The guard glared at Pangloss. “Nobody said nothin’ to me ’bout any dog, bomb-sniffin’ or otherwise.”

Jason managed a look of surprise. “Really?” He nodded toward a telephone hanging on the wall beside the door. “Why not give Dr. Kamito a call, tell him Jason Peters is here with the dog.”

With one suspicious eye on the tail-wagging Pangloss, W. Smith punched in a three-digit number and grunted into the phone before turning to face Jason. “He says you know the way and for you and the dog to come on up.”
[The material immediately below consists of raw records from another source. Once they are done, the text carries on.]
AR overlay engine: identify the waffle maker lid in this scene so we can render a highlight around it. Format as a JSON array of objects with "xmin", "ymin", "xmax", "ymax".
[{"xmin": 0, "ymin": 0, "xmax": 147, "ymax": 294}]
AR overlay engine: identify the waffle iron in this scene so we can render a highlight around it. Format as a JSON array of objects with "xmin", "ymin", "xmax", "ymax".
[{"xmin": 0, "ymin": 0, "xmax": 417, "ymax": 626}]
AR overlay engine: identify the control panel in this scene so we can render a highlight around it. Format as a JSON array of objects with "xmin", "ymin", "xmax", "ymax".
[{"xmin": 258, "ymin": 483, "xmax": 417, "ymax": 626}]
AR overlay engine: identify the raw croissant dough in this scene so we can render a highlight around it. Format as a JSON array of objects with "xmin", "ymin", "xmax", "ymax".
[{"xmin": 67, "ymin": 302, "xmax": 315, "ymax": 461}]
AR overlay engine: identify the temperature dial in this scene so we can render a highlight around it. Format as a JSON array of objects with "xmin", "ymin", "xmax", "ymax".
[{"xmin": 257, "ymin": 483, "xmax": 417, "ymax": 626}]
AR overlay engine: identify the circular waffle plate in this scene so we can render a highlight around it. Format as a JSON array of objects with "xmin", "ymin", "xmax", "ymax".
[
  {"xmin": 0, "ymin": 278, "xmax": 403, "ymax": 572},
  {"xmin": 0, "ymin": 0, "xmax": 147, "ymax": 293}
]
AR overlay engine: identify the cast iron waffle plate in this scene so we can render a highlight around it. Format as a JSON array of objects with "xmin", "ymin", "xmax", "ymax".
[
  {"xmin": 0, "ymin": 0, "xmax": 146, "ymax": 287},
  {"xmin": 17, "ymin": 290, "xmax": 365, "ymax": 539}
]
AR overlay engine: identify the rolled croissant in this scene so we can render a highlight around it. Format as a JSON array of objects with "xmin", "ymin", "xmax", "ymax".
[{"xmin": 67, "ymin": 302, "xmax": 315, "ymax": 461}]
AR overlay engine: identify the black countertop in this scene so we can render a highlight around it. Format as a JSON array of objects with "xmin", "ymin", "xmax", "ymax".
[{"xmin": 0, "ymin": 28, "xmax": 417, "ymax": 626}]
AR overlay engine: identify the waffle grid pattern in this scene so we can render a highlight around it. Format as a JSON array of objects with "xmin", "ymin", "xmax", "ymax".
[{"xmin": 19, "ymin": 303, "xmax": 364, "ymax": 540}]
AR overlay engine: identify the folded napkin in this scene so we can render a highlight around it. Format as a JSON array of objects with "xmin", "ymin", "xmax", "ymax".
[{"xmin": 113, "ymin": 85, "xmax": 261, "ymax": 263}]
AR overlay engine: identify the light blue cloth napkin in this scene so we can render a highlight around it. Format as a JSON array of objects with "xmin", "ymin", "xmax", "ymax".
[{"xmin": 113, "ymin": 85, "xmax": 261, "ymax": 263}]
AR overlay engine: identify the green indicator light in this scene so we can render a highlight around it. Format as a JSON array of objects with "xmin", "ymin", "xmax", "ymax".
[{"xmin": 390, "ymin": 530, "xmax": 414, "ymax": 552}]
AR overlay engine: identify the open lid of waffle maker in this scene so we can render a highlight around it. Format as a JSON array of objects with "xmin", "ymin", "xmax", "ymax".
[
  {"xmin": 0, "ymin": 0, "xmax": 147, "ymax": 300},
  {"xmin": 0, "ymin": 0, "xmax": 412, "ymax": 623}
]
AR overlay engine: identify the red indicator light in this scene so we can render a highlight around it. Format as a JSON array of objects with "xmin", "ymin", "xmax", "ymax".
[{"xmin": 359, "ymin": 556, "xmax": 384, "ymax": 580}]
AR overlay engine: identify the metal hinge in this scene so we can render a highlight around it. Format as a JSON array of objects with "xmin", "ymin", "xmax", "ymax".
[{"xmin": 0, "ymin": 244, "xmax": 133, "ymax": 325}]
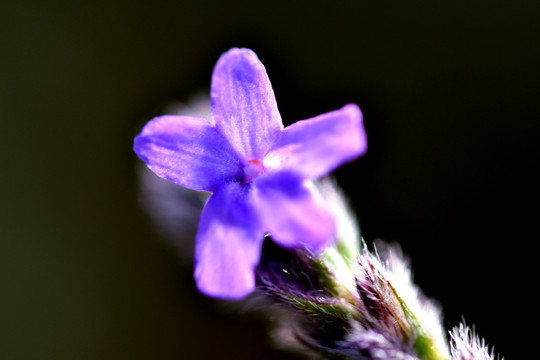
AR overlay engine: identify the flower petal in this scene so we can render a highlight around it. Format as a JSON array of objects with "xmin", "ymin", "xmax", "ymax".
[
  {"xmin": 195, "ymin": 182, "xmax": 264, "ymax": 299},
  {"xmin": 252, "ymin": 172, "xmax": 336, "ymax": 252},
  {"xmin": 264, "ymin": 104, "xmax": 367, "ymax": 179},
  {"xmin": 210, "ymin": 48, "xmax": 283, "ymax": 160},
  {"xmin": 134, "ymin": 116, "xmax": 242, "ymax": 191}
]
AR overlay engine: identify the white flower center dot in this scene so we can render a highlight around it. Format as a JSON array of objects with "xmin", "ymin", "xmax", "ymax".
[{"xmin": 244, "ymin": 160, "xmax": 264, "ymax": 184}]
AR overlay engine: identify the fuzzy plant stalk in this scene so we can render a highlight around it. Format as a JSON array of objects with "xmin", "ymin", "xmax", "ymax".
[{"xmin": 134, "ymin": 48, "xmax": 500, "ymax": 360}]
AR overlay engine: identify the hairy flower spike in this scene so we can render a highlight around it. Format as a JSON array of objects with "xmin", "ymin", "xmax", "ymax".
[{"xmin": 134, "ymin": 48, "xmax": 367, "ymax": 299}]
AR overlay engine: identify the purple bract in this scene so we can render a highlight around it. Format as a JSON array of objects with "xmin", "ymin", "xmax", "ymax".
[{"xmin": 134, "ymin": 48, "xmax": 367, "ymax": 299}]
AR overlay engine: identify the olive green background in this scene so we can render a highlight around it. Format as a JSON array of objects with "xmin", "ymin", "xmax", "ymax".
[{"xmin": 0, "ymin": 0, "xmax": 540, "ymax": 360}]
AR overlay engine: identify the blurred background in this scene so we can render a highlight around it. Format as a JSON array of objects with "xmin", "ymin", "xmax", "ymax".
[{"xmin": 0, "ymin": 0, "xmax": 540, "ymax": 360}]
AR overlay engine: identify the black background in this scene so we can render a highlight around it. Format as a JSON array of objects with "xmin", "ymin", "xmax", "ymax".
[{"xmin": 0, "ymin": 0, "xmax": 540, "ymax": 360}]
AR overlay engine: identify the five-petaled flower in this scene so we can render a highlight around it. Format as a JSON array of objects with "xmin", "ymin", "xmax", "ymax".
[{"xmin": 134, "ymin": 48, "xmax": 367, "ymax": 299}]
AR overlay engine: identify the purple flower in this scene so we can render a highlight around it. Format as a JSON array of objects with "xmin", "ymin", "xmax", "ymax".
[{"xmin": 134, "ymin": 48, "xmax": 367, "ymax": 299}]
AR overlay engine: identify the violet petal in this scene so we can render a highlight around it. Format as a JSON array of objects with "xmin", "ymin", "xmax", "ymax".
[
  {"xmin": 134, "ymin": 116, "xmax": 241, "ymax": 191},
  {"xmin": 210, "ymin": 48, "xmax": 283, "ymax": 160},
  {"xmin": 251, "ymin": 172, "xmax": 335, "ymax": 252},
  {"xmin": 195, "ymin": 182, "xmax": 264, "ymax": 299},
  {"xmin": 264, "ymin": 104, "xmax": 367, "ymax": 179}
]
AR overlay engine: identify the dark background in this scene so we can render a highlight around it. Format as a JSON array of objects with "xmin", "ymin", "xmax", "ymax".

It was clear W. Smith did not approve as man and dog walked across the entrance hall to a single elevator. If ever Pangloss were to break house-training, Jason thought, Lord, let it be now.

Prayers unanswered, Jason stepped into a long hall at the top of the building. He and the dog drew curious stares but no comments from people in white lab coats bent over microscopes, chipping at rocks, or working in a huge chemistry lab.

Unknown to most, the CIA was one of the largest contributors to the Smithsonian, particularly its natural history and aerospace subsidiaries. In return for its generosity, the agency had access to a number of the museum’s scientifically oriented staff on a consulting basis.

For example, who better than a seismologist to predict, as far as predictions were possible, an upheaval of the earth’s surface likely to disrupt or distract an uncooperative government for a few days? Even less known, for example, was the prediction within seventy-two hours of the Afghan-Pakistan-Indian earthquake of October 2005. The resulting destruction and chaos enabled a thorough search for terrorists camps in an area of Pakistan that the United States supposed ally had insisted the Pakistan Army had secured.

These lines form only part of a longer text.